Proponents say we are morally bound to give the canal to Panama. In truth, our moral commitment is greater to keep it, to protect it for ourselves and for world commerce.

We citizens first learned of the Government's giveaway during the 1976 Presidential campaign, when candidate Carter said, "I would never give up complete or practical control of the Panama Canal Zone."

But, one of his first acts as President was to send Ellsworth Bunker and Sol Linowitz to negotiate a new treaty. Linowitz was a temporary appointment, according to knowledgeable journalists.

Mr. Chairman, I have about 1 minute left. May I continue?
The CHAIRMAN. Go right ahead.

Mr. RUDD. According to knowledgeable journalists his name was not submitted to the Senate because he would not have been confirmed. Although candidate Carter, now President Carter, promised to deal openly and fairly with the people, he kept the new treaties secret, under wraps, until he signed them. He didn't seek opinions of Congress or the American people.

The treaties will require Panama be paid $60 million to $80 million annually for the next 22 years. The administration has additionally promised to loan Torrijos some $345 million from the Export-Import Bank, AID, and in military credit-all guaranteed by the U.S. taxpayer.

Why should the people of the United States, who now own the canal, give this asset to Torrijos and pay him to take it?

A recent magazine article provides the answer under the title, "The Treaty That Wall Street Wrote," saying that New York banking institutions want the new treaties adopted in order to get loans of $2.9 billion back from Torrijos.

The heavily indebted Torrijos government pays 40 percent of its annual budget to debt service alone.

Torrijos rewrote the banking laws in 1970 to permit Panama to become a haven for foreign banks. There are now banks in Panama with assets of $8.6 billion doing tax-free business throughout the world.

In 1972, Torrijos expropriated the power and light company in Panama owned by the U.S. Boise Cascade Co. with troops of his national guard. One month later, Torrijos nationalized the bus service by hijacking its buses. Our State Department forced the American company to sell to the Panamanians.

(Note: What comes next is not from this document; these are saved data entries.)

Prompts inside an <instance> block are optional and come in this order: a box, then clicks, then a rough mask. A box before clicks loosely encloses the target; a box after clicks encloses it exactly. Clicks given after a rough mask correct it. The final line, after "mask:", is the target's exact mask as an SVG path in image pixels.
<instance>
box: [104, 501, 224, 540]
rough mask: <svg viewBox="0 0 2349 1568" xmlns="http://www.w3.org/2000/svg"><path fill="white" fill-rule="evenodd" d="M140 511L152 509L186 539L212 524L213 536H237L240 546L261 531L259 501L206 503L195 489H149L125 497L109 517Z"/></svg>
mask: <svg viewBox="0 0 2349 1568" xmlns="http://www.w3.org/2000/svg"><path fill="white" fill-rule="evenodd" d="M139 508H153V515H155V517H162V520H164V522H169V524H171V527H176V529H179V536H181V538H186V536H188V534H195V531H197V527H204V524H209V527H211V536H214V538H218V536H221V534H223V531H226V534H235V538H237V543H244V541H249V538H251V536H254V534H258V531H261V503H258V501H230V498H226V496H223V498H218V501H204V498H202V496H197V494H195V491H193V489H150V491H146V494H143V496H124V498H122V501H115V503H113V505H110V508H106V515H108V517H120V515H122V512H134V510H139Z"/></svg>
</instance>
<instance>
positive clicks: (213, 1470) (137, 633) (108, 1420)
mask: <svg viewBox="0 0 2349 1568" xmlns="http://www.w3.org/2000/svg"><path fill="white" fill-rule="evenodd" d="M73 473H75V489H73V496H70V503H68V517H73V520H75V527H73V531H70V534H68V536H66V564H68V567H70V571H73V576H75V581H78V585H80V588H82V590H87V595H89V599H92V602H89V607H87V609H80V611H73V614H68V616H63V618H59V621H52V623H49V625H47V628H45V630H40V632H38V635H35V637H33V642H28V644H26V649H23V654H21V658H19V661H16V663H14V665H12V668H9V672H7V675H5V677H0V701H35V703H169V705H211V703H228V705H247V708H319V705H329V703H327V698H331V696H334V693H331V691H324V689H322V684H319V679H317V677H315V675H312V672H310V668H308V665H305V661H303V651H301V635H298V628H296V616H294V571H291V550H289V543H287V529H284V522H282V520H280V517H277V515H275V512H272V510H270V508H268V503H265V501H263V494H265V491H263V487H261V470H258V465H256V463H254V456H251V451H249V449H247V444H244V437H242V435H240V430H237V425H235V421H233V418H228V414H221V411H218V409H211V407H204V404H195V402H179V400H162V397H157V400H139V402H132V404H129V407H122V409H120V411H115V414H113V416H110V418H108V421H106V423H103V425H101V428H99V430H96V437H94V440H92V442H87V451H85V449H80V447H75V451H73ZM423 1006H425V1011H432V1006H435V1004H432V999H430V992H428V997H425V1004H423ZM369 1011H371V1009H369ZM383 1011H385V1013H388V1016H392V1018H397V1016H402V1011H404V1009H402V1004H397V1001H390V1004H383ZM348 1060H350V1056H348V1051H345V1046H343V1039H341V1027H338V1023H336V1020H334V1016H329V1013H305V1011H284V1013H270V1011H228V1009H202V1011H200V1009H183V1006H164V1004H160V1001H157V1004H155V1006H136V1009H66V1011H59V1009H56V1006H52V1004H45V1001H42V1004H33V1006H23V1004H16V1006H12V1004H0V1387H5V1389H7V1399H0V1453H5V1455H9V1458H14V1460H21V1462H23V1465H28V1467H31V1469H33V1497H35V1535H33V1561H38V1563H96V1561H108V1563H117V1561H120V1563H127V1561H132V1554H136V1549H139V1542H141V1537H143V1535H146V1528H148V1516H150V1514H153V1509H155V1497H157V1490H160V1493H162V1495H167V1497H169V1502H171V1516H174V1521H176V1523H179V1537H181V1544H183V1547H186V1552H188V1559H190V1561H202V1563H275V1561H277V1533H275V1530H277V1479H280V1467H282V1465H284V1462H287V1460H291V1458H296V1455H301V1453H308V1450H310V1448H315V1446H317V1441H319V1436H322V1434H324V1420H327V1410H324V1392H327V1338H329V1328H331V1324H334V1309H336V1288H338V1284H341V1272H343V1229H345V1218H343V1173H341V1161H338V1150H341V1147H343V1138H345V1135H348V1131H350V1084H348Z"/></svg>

These treaties were written in secret, do not serve the citizens of our country, and transfer a vital asset to a dictator who does not have the strength to defend the canal.

The United States is the only country on Earth that can do so.

If the treaties are ratified, we will have earned the disdain and lost the respect of every country in the world.

We cannot gamble with our sovereign zone, so vital to the world's future. The treaties are folly and should be rejected.